Saturday 30 July 2011

Back in Hospital for some bad news.

Having been home from hospital for a few weeks, I was expecting to have had my various lung infections cleared up and be back on track, nutrition-wise. However, I was still not able to eat or drink anything. I could manage lemonade icy poles and iced water, and that was about it. Even then, I'd cough up phlegm from my lungs. Naturally, I assumed that I still had some residual lung infection.

That wasn't the whole story though. I called my GP and told her how I was getting by on around 100 calories a day and losing weight fast. I'd gone from around 130kg to 75kg in six months with 13kg lost in the past month alone. I asked her to call my Gastroenterologist at Monash and see what to do. He said to get straight to Monash for a gastroscope and a feeding tube insertion.

The GP arranged for the ambulance to pick me up and bring me to Melbourne.

All seemed like it would be ok until after the gastroscope. The doctor gave me the grim news that he thought the cancer had returned. Six weeks prior, at the last gastroscope, all looked clear and on the way to healing. Now the stomach was inflamed and there was evidence of a hole leading directly from the stomach to the lung. This, he thought was a direct result of the cancer returning and had probably been brewing in the background for a while. In any case, it explained why I constantly had fluid on the lungs and was hacking up phlegm all the time. The lung and stomach were touching each other and the cancer had made a direct conduit between the two.

I asked the doctor what all this meant in terms of a revised life expectancy. He said "weeks". As I was still coming out from under the anesthetic, I didn't really take it in straight away.
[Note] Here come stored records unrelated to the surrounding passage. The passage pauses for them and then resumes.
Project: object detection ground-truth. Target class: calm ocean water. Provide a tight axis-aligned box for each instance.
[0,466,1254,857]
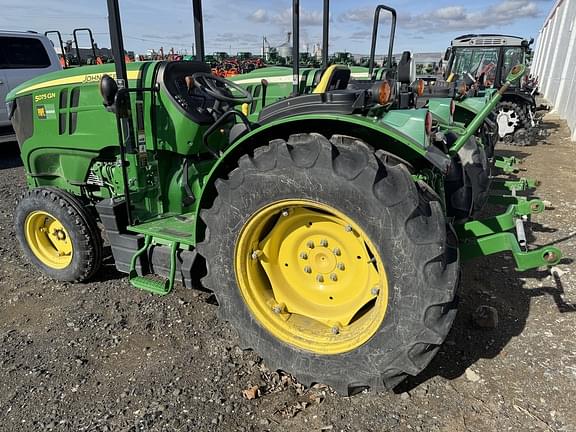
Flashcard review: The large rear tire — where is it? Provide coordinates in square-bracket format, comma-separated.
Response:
[199, 134, 459, 394]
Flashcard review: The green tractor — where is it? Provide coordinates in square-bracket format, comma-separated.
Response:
[444, 34, 544, 146]
[8, 0, 561, 394]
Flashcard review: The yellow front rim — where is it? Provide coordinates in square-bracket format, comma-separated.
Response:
[24, 211, 73, 270]
[235, 200, 388, 354]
The following few days involved my parents coming down from Sydney and lots of other questions to the doctors about further treatment options. The doctors here at Monash, as well as my surgeon didn't hold out any hope for further treatment, saying that any more surgery would be essentially futile and more chemotherapy would most likely be fatal, especially if I was to develop another lung infection while my immune system was being compromised by the chemotherapy. Radiation was also out of the question as I have already had the maximal dose of radiation therapy last year.

So, I have two choices. The first and easiest is to roll over and accept the bad news and wait to die, or explore my options. Not being ready to die, I've decided to explore my options.

I've asked the doctors to suggest other specialists for me to consult regarding a second opinion, both in Melbourne and Sydney.

There is an oncologist known to the family in Sydney who has kept my cousin alive for seven years after initially giving her six months to live with stage four breast cancer. I will make an appointment to see him as soon as possible with a view to getting some treatment underway.

I know the odds may be stacked against me with this, but they always have been. It comes down to those two choices. Roll over and accept death or fight it and maybe survive for years to come. We all know of people who've defied the odds and beat cancer despite being given a grave prognosis. Why not me too?